Il settore dell’Ict nel mirino del cybercrime nel 2021 secondo un report di Darktrace

Nel 2020 il settore più colpito dal cybercrime era stato quello finanziario e assicurativo, ma nel 2021 i criminali hanno spostato l’attenzione sull’Ict: l’Intelligenza artificiale di Darktrace ha bloccato autonomamente una media di 150mila minacce a settimana contro il settore quest’anno.

L’azienda riferisce infatti che il settore, che comprende fornitori di telecomunicazioni, sviluppatori di software e provider di servizi di sicurezza gestiti, è stato il più colpito è a livello globale nel 2021.

I risultati di Darktrace hanno origine da un’”analisi degli indicatori precoci” che osservano e rilevano i potenziali cyber-attacchi durante le diverse fasi prima che siano attribuiti a un particolare attore e si intensifichino degenerando in una crisi completa.

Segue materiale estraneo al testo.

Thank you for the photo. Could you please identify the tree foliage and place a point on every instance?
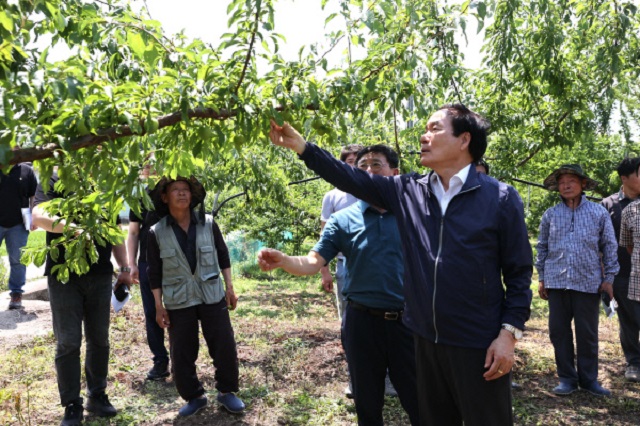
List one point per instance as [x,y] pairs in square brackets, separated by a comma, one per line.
[558,78]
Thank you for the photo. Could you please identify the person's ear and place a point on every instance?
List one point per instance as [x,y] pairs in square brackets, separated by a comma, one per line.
[466,140]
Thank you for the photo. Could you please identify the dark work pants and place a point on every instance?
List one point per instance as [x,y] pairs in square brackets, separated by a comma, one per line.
[155,334]
[629,317]
[583,309]
[185,344]
[83,299]
[373,345]
[451,389]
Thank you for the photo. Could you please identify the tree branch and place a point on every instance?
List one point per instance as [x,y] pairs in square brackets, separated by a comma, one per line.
[248,57]
[112,133]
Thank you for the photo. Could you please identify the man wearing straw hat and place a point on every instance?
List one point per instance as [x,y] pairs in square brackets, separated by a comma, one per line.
[573,235]
[186,254]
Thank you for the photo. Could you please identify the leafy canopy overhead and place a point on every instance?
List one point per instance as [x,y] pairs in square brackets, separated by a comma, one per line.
[554,74]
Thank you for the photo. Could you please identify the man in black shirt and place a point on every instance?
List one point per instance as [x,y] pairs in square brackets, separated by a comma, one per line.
[138,230]
[17,189]
[83,299]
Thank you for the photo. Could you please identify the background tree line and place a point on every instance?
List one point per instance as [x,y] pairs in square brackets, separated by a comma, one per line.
[559,82]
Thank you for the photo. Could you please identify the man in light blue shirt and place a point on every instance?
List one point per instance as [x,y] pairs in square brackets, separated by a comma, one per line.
[573,235]
[373,334]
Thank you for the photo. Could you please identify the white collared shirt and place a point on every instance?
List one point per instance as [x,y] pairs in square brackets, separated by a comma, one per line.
[455,185]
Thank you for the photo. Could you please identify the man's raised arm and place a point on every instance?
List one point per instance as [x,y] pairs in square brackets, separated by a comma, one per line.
[270,259]
[376,190]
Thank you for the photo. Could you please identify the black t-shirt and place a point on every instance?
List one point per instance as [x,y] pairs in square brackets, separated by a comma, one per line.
[102,266]
[149,218]
[15,190]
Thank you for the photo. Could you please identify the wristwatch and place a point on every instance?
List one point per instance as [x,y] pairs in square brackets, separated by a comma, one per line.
[517,333]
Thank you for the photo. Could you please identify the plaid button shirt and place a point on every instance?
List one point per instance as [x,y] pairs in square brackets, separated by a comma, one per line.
[630,236]
[569,247]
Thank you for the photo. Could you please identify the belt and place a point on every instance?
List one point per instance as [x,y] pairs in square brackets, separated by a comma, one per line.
[388,315]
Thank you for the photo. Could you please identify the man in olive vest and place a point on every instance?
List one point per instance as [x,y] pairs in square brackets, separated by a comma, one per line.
[186,255]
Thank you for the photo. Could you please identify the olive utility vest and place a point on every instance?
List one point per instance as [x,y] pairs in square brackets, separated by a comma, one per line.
[181,288]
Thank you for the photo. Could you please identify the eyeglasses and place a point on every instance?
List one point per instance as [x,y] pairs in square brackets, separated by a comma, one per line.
[374,165]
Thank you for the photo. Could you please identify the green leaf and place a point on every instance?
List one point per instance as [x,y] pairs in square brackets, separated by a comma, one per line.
[6,20]
[136,43]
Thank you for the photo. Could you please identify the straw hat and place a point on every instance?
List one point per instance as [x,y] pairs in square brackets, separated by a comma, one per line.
[198,193]
[551,182]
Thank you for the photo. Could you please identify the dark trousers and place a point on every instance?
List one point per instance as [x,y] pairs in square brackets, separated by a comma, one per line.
[155,334]
[451,389]
[583,309]
[373,345]
[184,345]
[83,299]
[629,317]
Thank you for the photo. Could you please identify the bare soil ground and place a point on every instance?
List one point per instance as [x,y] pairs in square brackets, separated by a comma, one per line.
[292,370]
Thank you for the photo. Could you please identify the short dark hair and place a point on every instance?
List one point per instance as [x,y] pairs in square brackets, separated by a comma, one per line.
[482,163]
[465,120]
[389,154]
[348,150]
[628,166]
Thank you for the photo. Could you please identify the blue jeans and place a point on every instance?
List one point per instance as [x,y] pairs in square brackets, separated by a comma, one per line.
[576,365]
[16,238]
[374,345]
[155,334]
[84,299]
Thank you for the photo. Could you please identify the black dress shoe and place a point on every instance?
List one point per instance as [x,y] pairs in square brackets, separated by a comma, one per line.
[160,371]
[73,415]
[100,406]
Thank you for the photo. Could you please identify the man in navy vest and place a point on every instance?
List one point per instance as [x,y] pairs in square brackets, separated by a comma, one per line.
[186,255]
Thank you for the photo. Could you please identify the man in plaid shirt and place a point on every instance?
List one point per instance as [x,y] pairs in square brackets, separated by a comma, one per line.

Gli hacker attaccano i server di backup nel tentativo di disattivare o corrompere deliberatamente i file di backup, per renderli inaccessibili. Gli aggressori possono poi lanciare attacchi ransomware contro i clienti del fornitore di backup, impedendo il recupero delle informazioni e forzando il pagamento.

Ict

Come funzionano i nuovi attacchi all’Ict

Gli attori delle minacce spesso utilizzano software e piattaforme di sviluppo come punti di ingresso verso altri obiettivi di alto valore, tra cui governi e autorità, grandi aziende e infrastrutture critiche. Darktrace ha osservato che il metodo di intrusione più comune è attraverso le e-mail, con le organizzazioni del settore Ict che hanno ricevuto una media di 600 campagne di phishing uniche al mese nel 2021.

Contrariamente a quanto si possa pensare, spiega l’azienda, “le e-mail inviate a queste organizzazioni non contenevano un payload maligno nascosto in un link o in un allegato. Al contrario, i cyber-criminali hanno utilizzato tecniche sofisticate inviando e-mail ‘pulite’ contenenti solo testo, nel tentativo di convincere i destinatari a rispondere e rivelare così informazioni sensibili”. Questo metodo è efficace perché, compromettendo gli account di posta elettronica, gli hacker possono successivamente sfruttare la relazione di fiducia tra il fornitore di software e i target prescelti.